The debt deal

Tuesday, May 1, 2012

Paul Krugman is apocalyptic this morning. "Disaster," "catastrophe," "abject surrender." I think we need to keep a few points in mind.

1. One way or another there needs to be spending reductions over the next ten years. I don't have the exact figures on me, but at the current pace of spending the federal government will spend something like 45 trillion dollars over the next decade. The promised cuts (relative to that baseline) are about $2.5 trillion, or just under 5 percent. Significant but not catastrophic.

2. the first round of cuts supposedly consists of programs identified by the Biden group that were uncontroversial. If we're talking about ethanol subsidies and other agricultural subsidies and the like, then liberals have nothing to complain about here.

3. The cuts don't start happening until 2013 (I believe; we don't have all the details), so they don't do significant damage to the economy right now. Hopefully the economy will be stronger by then and able to absorb the cuts with little pain.

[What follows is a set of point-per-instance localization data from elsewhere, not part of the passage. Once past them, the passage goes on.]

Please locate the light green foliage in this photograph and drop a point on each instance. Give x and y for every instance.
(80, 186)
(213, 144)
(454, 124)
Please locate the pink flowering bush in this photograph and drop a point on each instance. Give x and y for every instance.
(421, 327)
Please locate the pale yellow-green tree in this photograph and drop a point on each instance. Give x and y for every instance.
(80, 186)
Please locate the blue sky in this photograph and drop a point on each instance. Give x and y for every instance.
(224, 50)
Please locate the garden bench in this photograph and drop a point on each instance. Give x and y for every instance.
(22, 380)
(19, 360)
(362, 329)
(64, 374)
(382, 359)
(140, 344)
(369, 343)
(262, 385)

4. It's unlikely that the Congressional commission that is supposed to propose further deficit reductions in November will propose significant tax increases. However, as I understand it the commission will use "current law" as the baseline for it's recommendations. Current law is that all of the Bush tax cuts expire at the end of 2012, increasing revenue by $3.5 trillion or so over the next decade. So if the commission fails to make any recommendations for tax increases, revenues will rise by that amount, more than the total amount of spending cuts. Theoretically the Commission could propose keeping the tax cuts at the low end but letting the high end cuts expire (liberals' preferred outcome) and this would be scored as a tax cut by the Commission!

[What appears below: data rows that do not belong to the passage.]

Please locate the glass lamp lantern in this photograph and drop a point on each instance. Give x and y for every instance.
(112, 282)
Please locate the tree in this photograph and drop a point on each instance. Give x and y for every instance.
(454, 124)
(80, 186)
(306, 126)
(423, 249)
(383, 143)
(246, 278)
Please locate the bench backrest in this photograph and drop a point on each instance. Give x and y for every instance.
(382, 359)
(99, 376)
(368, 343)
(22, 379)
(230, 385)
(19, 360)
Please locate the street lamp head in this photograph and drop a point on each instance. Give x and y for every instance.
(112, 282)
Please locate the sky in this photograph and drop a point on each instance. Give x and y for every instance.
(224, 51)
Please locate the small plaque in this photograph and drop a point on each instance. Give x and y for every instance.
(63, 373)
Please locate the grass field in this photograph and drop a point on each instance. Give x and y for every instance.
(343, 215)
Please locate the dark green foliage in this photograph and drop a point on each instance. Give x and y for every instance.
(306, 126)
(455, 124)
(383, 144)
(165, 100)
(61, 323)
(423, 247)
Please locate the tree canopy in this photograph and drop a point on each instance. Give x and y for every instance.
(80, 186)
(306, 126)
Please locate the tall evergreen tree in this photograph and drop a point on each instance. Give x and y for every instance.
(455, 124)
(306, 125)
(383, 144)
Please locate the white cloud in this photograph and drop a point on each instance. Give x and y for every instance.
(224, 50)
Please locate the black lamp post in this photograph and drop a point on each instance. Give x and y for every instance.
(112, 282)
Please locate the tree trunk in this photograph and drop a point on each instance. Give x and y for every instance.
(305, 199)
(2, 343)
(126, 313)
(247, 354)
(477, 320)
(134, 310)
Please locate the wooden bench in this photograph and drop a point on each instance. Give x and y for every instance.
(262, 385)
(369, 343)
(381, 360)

5. So I don't think the agreement is terrible. The worst that can be said about it is that it does not include any tax cuts or spending increases to create jobs this year. Obama indicated in his speech that he is still committed to pushing a continuation of the payroll tax cuts imposed in December and an infrastructure bank, legislation for which is working it's way through Congress. I don't know how the agreement affects those efforts, but if we can now turn our attention to jobs, that's a good thing.